その後、約2年間の実務経験を経て、再び税務大学校和光校舎において約7ヶ月間の専科研修を受講し、税法及び会計学などを受講する。専科研修は税理士法に定める指定研修であり、試験に合格しないと税理士試験の免除は受けられないが、税務大学校では、受講生に試験問題をほぼ全て試験前に教えているうえ、問題のレベルも低いので、試験と呼べるような代物ではない。
専科研修修了後、再び各税務署に配属、採用後3年10ヵ月を経て主任クラスにあたる国税調査官・徴収官等の肩書きが与えられる。大卒程度の採用ではあるがノンキャリア組に該当するため、昇進は最上位でも国税局のごく一部の部長ポストか次長、もしくは大規模署の署長止まりである。これは高卒採用者の昇進ペースと比べてもほとんど変わりが無い。税務署課長クラス(国税局では課長補佐級に該当)へのポスト発令は、第1選抜の発令を時期で比較すれば国税専門官採用者の方が高卒採用者よりも1歳早いが、人数で比較すると高卒採用者のほうがいまだに多い。これは高卒採用であっても試験選抜により本科研修を受けた者は大卒程度と同等の処遇とされ、これらの職員の処遇が進んでいるためでもあり、結果として専門官採用者の方が下位の地位に甘んじている。管理職にもなれない職員も多い。
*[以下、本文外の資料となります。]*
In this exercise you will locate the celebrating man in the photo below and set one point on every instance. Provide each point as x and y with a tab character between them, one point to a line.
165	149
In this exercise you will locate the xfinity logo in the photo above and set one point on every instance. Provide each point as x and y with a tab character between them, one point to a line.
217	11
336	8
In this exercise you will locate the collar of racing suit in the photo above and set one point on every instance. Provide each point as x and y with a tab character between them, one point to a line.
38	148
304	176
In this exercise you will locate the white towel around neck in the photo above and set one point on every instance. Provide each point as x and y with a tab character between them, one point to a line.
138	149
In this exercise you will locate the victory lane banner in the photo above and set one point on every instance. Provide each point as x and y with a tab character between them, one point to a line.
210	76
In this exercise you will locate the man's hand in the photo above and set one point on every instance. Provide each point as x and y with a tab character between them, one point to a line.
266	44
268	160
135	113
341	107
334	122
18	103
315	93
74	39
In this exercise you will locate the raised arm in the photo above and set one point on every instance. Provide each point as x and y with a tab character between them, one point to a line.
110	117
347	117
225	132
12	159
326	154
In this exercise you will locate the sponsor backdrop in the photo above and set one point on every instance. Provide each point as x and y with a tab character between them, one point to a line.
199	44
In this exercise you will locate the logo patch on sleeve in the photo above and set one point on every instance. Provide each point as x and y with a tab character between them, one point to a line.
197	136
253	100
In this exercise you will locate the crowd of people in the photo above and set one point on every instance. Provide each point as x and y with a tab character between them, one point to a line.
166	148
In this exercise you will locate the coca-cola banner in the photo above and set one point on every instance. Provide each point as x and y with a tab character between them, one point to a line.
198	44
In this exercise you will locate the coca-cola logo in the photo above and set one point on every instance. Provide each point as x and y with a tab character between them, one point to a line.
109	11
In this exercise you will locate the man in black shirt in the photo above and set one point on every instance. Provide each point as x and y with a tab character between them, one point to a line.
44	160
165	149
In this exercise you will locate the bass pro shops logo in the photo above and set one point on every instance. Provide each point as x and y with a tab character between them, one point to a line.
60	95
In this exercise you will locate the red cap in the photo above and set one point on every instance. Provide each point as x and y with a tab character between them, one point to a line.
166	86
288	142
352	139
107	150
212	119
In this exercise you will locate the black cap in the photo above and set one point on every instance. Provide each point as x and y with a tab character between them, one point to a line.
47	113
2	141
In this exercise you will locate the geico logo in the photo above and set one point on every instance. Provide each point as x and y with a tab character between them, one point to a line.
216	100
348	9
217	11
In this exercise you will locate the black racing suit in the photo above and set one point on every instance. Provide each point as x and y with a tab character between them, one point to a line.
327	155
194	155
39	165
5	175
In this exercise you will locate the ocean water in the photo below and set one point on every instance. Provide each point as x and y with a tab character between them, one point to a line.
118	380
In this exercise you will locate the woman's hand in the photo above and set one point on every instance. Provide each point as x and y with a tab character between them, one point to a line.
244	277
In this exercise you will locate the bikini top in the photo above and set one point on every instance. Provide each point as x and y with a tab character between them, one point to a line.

国税専門官試験はそもそも国税の職場において、キャリアの国家I種採用者と高卒・国家III種試験のノンキャリアの中間準キャリアの待遇として当初発足したものだが、労働組合である国税労組は国税専門官試験に猛烈に反発し、国税専門官1期から10期までは組合の参加も拒否し、税務署に配属された国税専門官試験採用者に「帰れ」とピケを張って迫害を加えた歴史がある。現在はそうした状況は改善し国税労組にも国税専門官採用者も加入できる様になったが、いまだに国税専門官試験採用者と高卒・国家III種採用者との確執がある。